FINES levied by the UK markets watchdog nearly tripled during 2010 to a record £89m as the regulator stepped up enforcement action in the wake of the financial crisis.
The Financial Services Authority (FSA) imposed the largest fines in its history on JP Morgan and Goldman Sachs, while it also banned 60 people from working in the financial sector.
The figure for the penalties, which was disclosed in the Financial Times, compares with 35m in 2009 and come as the FSA prepares for its own dissolution with the creation of the planned Consumer Protection and Markets Authority.
The UK is still well behind the United States, where fines for big groups routinely run above 500 million US dollars (323m).

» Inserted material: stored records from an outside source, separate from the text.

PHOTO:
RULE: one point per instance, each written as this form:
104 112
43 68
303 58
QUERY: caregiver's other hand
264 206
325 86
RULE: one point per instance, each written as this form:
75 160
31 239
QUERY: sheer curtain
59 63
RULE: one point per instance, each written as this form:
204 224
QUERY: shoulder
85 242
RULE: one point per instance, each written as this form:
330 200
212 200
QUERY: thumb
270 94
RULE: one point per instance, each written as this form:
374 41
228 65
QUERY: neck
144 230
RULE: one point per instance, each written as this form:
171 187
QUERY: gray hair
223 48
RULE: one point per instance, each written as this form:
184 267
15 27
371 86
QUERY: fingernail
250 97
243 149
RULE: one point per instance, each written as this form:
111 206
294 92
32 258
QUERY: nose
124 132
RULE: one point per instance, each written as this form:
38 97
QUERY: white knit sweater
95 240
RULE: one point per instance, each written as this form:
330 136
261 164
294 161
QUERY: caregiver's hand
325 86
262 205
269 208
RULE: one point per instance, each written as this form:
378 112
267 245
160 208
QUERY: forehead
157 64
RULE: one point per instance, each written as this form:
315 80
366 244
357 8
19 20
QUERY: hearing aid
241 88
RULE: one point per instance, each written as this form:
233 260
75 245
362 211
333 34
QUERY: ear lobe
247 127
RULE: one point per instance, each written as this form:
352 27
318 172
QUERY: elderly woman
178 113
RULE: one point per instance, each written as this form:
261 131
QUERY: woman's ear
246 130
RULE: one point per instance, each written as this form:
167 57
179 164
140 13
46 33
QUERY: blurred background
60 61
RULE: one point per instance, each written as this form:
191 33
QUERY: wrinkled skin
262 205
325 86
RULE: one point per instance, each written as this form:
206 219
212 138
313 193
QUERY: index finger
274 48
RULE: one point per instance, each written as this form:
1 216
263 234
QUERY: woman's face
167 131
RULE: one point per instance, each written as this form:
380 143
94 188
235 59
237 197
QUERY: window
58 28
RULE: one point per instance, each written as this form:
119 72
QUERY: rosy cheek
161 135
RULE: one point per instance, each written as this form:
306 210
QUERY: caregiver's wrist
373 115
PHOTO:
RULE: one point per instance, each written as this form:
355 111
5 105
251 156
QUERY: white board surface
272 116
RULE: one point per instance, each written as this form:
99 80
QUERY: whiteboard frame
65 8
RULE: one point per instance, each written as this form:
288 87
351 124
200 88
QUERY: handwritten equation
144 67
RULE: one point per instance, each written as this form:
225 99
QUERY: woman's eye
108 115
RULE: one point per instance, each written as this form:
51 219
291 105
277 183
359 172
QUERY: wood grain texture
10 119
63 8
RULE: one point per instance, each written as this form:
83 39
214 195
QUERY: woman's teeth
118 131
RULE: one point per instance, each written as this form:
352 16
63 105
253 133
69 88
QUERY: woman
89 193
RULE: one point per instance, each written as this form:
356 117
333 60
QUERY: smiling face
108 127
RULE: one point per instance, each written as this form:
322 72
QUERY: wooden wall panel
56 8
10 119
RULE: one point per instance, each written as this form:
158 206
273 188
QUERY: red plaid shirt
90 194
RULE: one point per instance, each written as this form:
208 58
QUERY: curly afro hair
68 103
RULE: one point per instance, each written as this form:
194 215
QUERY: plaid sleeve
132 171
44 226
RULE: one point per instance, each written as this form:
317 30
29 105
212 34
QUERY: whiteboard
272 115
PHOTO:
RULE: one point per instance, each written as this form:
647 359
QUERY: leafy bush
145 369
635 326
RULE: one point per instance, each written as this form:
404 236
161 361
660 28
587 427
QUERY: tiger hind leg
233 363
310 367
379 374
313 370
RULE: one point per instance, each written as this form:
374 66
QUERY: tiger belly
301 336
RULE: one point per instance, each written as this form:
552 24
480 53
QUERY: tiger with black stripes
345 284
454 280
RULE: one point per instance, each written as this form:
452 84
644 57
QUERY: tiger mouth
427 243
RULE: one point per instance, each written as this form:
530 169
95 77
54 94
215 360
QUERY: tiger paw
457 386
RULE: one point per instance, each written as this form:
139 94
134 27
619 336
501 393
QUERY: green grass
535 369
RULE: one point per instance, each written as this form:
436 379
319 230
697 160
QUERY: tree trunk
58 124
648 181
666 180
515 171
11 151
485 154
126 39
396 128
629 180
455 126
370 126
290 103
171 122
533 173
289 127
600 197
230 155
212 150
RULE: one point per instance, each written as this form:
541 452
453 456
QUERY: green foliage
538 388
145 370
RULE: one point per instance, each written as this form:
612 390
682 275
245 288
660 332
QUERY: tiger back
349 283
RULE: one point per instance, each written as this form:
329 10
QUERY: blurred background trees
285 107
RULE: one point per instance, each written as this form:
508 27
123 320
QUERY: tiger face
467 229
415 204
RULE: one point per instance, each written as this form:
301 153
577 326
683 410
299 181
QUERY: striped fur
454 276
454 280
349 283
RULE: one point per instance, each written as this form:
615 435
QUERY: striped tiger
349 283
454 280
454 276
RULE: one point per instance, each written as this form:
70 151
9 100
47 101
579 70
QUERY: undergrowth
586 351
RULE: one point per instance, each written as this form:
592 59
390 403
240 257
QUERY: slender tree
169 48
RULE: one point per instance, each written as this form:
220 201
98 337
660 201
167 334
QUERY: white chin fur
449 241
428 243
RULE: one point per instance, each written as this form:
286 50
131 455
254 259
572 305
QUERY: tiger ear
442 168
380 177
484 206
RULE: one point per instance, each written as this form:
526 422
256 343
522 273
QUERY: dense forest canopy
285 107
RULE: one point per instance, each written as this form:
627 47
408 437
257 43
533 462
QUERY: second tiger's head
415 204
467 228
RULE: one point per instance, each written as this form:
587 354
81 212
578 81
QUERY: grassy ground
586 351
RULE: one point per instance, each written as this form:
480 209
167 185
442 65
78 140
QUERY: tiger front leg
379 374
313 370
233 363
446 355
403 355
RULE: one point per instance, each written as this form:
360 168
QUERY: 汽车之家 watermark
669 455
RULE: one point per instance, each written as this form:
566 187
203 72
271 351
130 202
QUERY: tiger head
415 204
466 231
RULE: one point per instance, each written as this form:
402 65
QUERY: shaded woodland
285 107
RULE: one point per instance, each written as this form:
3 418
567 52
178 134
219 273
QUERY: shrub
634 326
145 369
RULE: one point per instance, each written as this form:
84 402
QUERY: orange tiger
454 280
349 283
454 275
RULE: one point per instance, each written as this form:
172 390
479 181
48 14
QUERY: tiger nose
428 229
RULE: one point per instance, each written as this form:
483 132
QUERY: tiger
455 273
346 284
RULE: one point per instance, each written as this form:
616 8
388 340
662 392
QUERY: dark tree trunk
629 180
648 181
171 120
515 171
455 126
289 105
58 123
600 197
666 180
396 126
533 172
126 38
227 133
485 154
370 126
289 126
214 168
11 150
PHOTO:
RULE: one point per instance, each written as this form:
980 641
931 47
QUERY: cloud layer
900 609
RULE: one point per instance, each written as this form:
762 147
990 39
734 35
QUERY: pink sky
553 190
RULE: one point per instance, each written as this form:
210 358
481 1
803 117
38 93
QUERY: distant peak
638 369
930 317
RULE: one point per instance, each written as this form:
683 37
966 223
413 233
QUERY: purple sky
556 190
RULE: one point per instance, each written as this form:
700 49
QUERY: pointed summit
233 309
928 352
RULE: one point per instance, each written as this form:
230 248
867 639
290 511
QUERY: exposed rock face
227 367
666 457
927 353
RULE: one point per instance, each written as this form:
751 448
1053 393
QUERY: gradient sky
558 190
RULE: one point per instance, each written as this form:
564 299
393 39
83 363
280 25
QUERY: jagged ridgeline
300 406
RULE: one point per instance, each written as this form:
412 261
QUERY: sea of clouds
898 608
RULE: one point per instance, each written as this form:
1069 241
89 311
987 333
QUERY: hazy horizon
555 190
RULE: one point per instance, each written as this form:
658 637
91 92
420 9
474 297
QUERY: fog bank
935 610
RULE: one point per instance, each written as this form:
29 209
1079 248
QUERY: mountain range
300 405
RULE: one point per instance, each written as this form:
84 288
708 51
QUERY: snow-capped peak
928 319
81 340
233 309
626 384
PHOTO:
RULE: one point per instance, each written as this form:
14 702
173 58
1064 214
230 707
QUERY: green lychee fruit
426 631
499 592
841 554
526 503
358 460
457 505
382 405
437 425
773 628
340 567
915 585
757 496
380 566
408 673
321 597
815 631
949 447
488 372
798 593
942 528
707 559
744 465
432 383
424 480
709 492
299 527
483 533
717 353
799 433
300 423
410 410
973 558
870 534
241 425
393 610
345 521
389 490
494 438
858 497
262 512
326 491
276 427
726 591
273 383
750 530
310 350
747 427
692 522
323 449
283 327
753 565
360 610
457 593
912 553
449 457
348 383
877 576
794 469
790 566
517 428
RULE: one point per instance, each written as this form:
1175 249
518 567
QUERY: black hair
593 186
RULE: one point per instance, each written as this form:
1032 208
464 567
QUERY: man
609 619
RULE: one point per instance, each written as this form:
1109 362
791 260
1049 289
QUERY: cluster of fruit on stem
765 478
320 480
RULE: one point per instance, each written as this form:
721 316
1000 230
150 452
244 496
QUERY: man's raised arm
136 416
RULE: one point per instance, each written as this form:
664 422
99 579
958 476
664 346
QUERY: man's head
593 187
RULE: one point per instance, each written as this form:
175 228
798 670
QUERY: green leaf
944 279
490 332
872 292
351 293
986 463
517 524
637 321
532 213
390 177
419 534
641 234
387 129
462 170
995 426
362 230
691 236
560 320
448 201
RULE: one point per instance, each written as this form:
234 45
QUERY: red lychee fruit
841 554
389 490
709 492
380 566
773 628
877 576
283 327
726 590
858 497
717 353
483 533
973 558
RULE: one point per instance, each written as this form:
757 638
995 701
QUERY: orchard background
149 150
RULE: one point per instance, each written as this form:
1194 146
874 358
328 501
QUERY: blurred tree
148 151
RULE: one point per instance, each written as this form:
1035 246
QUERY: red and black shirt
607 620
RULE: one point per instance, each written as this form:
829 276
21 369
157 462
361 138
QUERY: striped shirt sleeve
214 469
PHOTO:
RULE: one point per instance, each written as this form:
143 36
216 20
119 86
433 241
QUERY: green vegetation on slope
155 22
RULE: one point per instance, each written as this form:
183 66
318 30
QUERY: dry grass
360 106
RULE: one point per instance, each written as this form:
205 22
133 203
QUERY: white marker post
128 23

JP Morgan set the UK record in June when it paid 33.3m for failing to keep client money in separate accounts, while Goldman was fined 17.5m for regulatory control failings that led the investment bank to neglect to tell the FSA that it was under investigation by US authorities.
However, critics believe the FSA's focus on large fines is unhealthy.
Nathan Willmot, a partner at Berwin Leighton Paisner, said: "The regulator continues to be obsessed with how its enforcement cases will play out in the media."
As the financial regulator for the UK, the FSA has a wide range of rule-making, investigatory and enforcement powers.
It was set up under the Financial Services and Markets Act 2000 (FSMA).
The FSA aims to promote efficient, orderly and fair financial markets. It regulates most financial services markets, exchanges and firms. It can take action against firms if they fail to meet the required standards.
The FSA is an independent body which is funded entirely by the firms it regulates.
However, it is also accountable to the Treasury and Parliament.